President Biden has given the patriotic, inspirational, values-based speech that every new president has managed in modern times, except for Trump. He did so in the usual place and at the usual time, despite Covid and security concerns.
Symbolically, McConnell and House Republican leader Kevin McCarthy joined Biden and Democrat Senate and House leaders Chuck Schumer and Nancy Pelosi for prayers prior to the inauguration.
Trump's Vice-President Mike Pence rejected his boss' farewell event and attended the inauguration instead.

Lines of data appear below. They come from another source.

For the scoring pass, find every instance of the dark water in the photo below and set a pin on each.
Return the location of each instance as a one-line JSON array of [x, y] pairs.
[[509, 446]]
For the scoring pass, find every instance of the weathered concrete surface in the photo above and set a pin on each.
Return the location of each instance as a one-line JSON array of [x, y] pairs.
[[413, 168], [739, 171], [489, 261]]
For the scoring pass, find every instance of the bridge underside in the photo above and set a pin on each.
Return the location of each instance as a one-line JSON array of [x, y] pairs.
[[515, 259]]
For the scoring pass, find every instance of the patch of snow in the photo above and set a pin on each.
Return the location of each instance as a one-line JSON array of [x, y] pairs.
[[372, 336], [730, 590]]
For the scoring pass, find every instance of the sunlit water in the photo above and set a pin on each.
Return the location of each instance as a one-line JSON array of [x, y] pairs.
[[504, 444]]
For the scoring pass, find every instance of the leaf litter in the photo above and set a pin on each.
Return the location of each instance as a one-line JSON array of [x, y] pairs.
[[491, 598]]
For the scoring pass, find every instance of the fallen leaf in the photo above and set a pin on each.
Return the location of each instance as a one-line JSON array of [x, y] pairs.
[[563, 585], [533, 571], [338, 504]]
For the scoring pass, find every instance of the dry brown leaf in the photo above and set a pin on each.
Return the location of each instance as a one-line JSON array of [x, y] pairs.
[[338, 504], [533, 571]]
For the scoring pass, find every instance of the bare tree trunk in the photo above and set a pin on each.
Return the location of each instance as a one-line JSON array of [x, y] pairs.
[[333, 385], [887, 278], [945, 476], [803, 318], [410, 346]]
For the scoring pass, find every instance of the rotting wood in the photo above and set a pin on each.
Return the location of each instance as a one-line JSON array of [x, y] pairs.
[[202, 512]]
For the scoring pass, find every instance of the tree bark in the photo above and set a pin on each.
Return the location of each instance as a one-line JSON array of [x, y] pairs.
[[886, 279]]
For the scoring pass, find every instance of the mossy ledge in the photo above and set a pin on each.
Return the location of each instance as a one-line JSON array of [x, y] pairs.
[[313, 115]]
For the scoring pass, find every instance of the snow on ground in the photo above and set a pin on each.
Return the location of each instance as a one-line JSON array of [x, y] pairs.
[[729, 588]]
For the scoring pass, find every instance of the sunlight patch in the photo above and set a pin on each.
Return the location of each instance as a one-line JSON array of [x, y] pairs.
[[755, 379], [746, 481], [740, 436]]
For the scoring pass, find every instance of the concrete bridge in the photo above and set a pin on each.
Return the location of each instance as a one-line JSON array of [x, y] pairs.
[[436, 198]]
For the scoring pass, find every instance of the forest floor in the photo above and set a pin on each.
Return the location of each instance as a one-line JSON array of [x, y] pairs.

Former Republican President George W. Bush attended with former Democrat Presidents Obama and Bill Clinton, as did Bush Snr's Vice-President Dan Quayle.
Bush Jnr's controversial Vice-President Dick Cheney could not attend for health reasons, but let it be known he was proud his daughter Liz was one of 10 House Republicans who voted for Trump to be impeached.
Carter, now 96 and frail, sent his best wishes. It was the return to unity and civility Biden called for.
A final indictment of Trump's rule is not so much that he declined to be a menace at Biden's inauguration but that the new president giving the expected speech and all other living presidents acting with the usual decorum is necessary to remark upon.
There is still a long way to go.
Hitler never won a majority of German voters either and, if anything, the conspiracy Trump has trained his supporters to believe is even more elaborate than stories of the so-called November criminals of 1918 and ancient European anti-Semitism.
Since his campaign alleging Obama was a Kenyan-born Muslim terrorist, Trump and his enablers have fostered belief in a pizzeria-based cannibalistic-paedophile network that involves pretty much everyone who attended Biden's inauguration.
Still, remember they are a minority. And yesterday at least, the United States proved it can once again be something like the shining city upon the hill that it has been for so many for so long.
If that is too hifalutin', the other good news is that Wall Street surged again after Biden was sworn in.
- Matthew Hooton is an Auckland-based PR consultant.